Начинает мутные подкаты, да уж слишком сильно издалека. На тему того, что жизнь несправедлива, вся жизнь дерьмо, все люди твари, а Светило – долбаный фонарь, движущийся по хрустальному куполу небосвода над плоским Миром, стоящим на спинах трёх слонов мироздания и плавающим на каком-то чудо-юдо рыбе-ките. Этак я не дождусь конкретики до второго пришествия Спасителя. Так и буду слушать дайджест мифов и легенд Мира? Сегодня что, день «В гостях у сказки»?
– Задрал, ежлан! – взревел я, ногой спихивая этого урода с лавки. – Ещё раз увижу твою рожу – завалю, как порося! Шавка мелкая! Бегом, тварь!
Подходит трактирщик. Очень красноречиво, но упорно, молча, вытирая стол тряпкой. Смотрю ему в глаза. Указывает взглядом на лестницу наверх. Точно! Самого Тёмного из местных мерзотников уже и нет в зале. Трактирщик помогает мне подняться, я же пьяный, хэ-хэ! Но ощупать себя не даю, грубо отпихиваю его, ушлого сына юриста:
– Жену свою щупай! – реву я и плюю в него.
Ну, как – в него? Если слюна моя повисла на моём же подбородке, на котором только начала отрастать щетина? Похоже, я более пьяный, чем рассчитывал! Обманул сам себя! Вот так вот притворялся пьяным, притворялся, да и в самом деле окосел. И от этого злюсь. Отталкиваю бармена, иду, петляя, путаясь в ногах, к лестнице. Хорошо! Перила! В них можно вцепиться и втаскивать себя и свои непослушные ноги по ступеням. Хотя трактирщик мне и не успел показать, в каком именно кабинете мне назначен приём этих проктологов, но я и сам видел. Потому лбом толкаю нужную дверь. Оказалось, что не заперто.

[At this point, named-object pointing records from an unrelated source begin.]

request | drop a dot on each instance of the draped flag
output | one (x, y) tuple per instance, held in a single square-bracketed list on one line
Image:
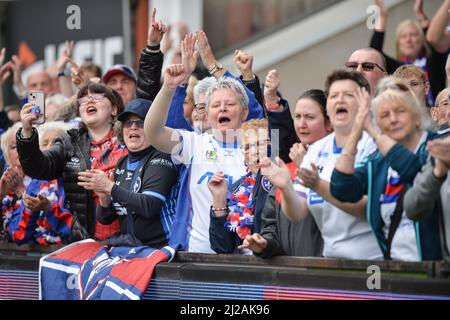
[(88, 270)]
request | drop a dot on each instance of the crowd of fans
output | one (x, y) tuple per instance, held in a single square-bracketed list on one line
[(217, 163)]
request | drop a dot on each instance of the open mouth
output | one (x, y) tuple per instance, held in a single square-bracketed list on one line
[(134, 136), (224, 120), (91, 110), (341, 112)]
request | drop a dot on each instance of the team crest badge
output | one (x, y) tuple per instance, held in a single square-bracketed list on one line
[(137, 185), (265, 184)]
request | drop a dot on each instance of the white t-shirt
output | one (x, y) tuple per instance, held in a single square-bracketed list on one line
[(404, 243), (202, 155), (344, 235)]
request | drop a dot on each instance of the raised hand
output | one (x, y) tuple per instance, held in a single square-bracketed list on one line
[(65, 56), (188, 55), (205, 50), (95, 180), (17, 75), (11, 180), (297, 153), (27, 117), (363, 118), (244, 62), (174, 75), (271, 85), (218, 187), (420, 14), (277, 172), (440, 149), (309, 177), (382, 20), (255, 242), (5, 70), (36, 204), (155, 31)]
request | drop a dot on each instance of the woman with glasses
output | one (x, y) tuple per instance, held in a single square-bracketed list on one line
[(412, 48), (386, 174), (345, 233), (140, 195), (440, 113), (236, 213), (93, 146)]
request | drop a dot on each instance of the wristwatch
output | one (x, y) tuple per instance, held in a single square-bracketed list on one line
[(217, 66)]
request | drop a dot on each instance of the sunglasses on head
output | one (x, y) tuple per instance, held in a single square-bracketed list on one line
[(366, 66), (129, 123)]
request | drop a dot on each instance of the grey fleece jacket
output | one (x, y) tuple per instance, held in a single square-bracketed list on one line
[(420, 200)]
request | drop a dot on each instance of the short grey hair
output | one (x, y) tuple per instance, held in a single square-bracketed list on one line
[(202, 87), (396, 90), (230, 84)]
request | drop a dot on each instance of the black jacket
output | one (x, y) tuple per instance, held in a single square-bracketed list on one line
[(67, 157), (288, 238), (149, 74)]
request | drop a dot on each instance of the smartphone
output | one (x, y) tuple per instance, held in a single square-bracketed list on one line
[(37, 99)]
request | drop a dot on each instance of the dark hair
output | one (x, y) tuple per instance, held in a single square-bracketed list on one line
[(318, 96), (112, 95), (342, 74)]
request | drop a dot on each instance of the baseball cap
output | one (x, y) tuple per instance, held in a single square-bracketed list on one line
[(138, 107), (122, 69)]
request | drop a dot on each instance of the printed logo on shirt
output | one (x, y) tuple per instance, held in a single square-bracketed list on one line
[(211, 155), (323, 154), (120, 211), (315, 198), (265, 184), (137, 185), (73, 163), (208, 175), (161, 162)]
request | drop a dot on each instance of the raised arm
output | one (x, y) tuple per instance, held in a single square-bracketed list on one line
[(244, 62), (189, 58), (161, 137), (64, 80), (151, 61)]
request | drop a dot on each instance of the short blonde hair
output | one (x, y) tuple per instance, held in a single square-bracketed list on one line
[(400, 28), (395, 90), (407, 70)]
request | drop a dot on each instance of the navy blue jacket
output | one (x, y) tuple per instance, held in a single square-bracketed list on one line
[(369, 179)]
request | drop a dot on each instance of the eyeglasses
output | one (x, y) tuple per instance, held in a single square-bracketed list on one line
[(95, 97), (129, 123), (258, 144), (367, 66), (415, 84), (200, 107)]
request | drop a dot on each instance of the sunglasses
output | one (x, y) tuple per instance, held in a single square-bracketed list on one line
[(129, 123), (366, 66), (200, 107)]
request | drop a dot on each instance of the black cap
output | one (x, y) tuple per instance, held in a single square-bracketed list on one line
[(138, 107)]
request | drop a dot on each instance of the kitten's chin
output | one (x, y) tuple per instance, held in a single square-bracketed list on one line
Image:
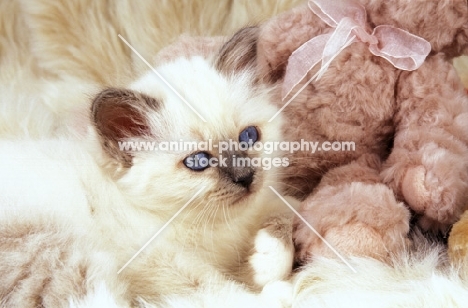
[(247, 196)]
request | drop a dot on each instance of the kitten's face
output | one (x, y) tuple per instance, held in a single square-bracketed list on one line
[(234, 109)]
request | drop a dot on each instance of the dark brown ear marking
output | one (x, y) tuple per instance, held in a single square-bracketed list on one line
[(239, 53), (118, 114)]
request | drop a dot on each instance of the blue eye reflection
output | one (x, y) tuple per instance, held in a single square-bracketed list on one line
[(198, 161), (249, 135)]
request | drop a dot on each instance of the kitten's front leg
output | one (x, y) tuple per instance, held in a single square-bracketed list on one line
[(273, 251)]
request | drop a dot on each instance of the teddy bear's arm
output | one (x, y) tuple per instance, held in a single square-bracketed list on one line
[(354, 212), (428, 166)]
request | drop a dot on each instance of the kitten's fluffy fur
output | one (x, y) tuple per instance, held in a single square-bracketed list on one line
[(74, 211)]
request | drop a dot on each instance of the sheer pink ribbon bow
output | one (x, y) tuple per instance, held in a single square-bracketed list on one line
[(401, 48)]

– Тук-тук! – басом говорю я. – Не ждали? А я припёрся!
И мерзко хохочу.
– Ждали, – отвечает мне Тёмный, уютно развалившийся в каком-то подобии кресла. – Проходите.

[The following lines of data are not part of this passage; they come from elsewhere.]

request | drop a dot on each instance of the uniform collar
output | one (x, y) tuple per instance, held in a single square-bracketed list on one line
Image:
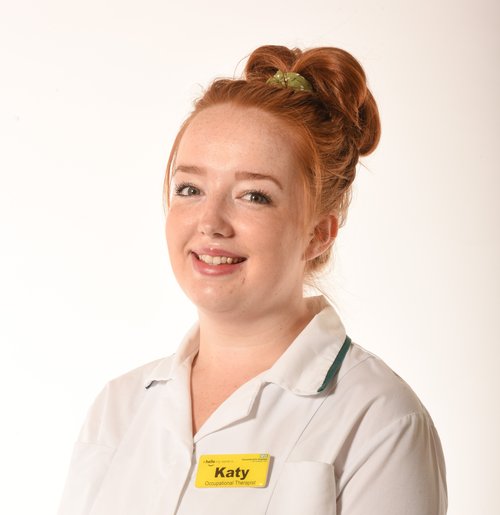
[(166, 368), (301, 369)]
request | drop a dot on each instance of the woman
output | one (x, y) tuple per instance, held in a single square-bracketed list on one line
[(267, 406)]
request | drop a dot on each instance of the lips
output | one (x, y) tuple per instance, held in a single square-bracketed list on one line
[(217, 258)]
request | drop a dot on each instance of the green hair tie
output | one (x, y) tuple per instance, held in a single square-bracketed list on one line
[(290, 80)]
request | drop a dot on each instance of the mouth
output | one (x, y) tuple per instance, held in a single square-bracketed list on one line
[(218, 260)]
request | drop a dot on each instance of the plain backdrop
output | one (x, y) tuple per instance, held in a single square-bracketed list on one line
[(91, 96)]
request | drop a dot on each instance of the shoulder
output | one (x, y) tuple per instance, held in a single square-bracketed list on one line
[(114, 407), (370, 380)]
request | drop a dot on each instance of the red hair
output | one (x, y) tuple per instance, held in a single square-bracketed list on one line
[(332, 126)]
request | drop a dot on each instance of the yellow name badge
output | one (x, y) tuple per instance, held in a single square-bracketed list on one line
[(232, 471)]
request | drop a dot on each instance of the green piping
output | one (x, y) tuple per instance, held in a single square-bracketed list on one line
[(336, 363)]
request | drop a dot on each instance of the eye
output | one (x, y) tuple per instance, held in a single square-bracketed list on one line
[(257, 197), (186, 190)]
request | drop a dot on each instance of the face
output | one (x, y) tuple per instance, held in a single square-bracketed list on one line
[(235, 230)]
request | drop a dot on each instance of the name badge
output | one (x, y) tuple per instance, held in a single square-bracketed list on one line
[(232, 471)]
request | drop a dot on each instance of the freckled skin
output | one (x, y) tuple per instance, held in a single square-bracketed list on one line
[(222, 140)]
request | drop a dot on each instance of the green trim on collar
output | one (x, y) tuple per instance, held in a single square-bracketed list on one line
[(336, 363)]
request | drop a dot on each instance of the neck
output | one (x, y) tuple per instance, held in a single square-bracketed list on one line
[(250, 344)]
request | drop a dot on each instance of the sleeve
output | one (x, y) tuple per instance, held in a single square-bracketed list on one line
[(399, 471)]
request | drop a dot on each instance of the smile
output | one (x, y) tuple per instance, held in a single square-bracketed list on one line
[(219, 260)]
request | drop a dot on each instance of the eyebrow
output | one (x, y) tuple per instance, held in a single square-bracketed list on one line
[(240, 175)]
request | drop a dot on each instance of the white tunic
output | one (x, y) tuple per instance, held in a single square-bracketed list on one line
[(364, 445)]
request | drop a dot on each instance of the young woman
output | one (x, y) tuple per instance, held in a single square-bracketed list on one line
[(267, 407)]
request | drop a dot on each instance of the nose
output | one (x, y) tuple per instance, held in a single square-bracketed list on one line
[(215, 220)]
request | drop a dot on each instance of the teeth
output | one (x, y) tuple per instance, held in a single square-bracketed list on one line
[(219, 260)]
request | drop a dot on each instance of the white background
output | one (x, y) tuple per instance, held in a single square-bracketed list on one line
[(91, 96)]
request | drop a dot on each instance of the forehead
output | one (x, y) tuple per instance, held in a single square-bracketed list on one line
[(227, 137)]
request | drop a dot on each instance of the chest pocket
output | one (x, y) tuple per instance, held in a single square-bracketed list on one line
[(304, 487)]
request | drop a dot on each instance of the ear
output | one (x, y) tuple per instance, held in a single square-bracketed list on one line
[(322, 236)]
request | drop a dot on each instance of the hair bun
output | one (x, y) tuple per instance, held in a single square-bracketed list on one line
[(338, 81)]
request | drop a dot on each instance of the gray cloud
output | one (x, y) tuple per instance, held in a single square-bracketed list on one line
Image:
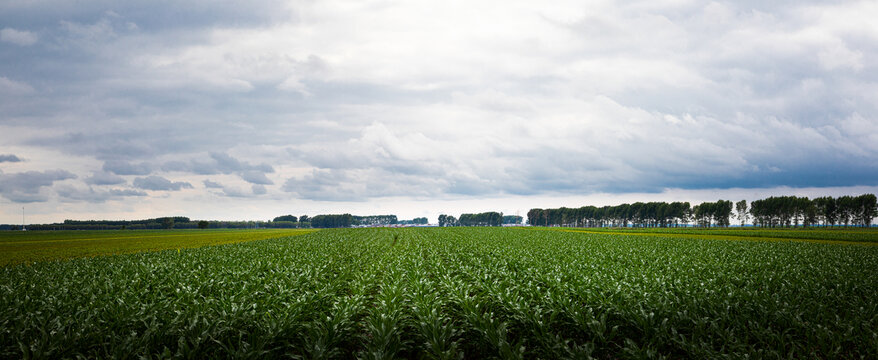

Ну, коль уж приглашают! Прохожу до стола, ногой отодвигаю лавку, перешагиваю через неё, сажусь, ставя локти на стол и наваливаясь на руки. Слева от Тёмного стоит боец, за моей спиной, у двери ещё двое. Все с ножами и с боевыми артефактами наготове. Боятся. И верно! А для чего я тут лицедея изображал? Медведицу Беру и Алатырь-камень показывал? Чтобы повысить свою значимость именно в этих глазах. А раз боятся, значит и уважают. Это же Тёмные. С ними нельзя, как с людьми. С ними надо, как с нелюдьми. Как с Харлеем. Дать хлеба, когда молодец, и дать по морде, когда занесёт и расшалиться.
– Ну? – спрашиваю я.
– Я – Мастер Тьмы Рык Сумерек. Как к вам обращаться? – представляется Тёмный. У него медалька с мишенью из девяти окружностей.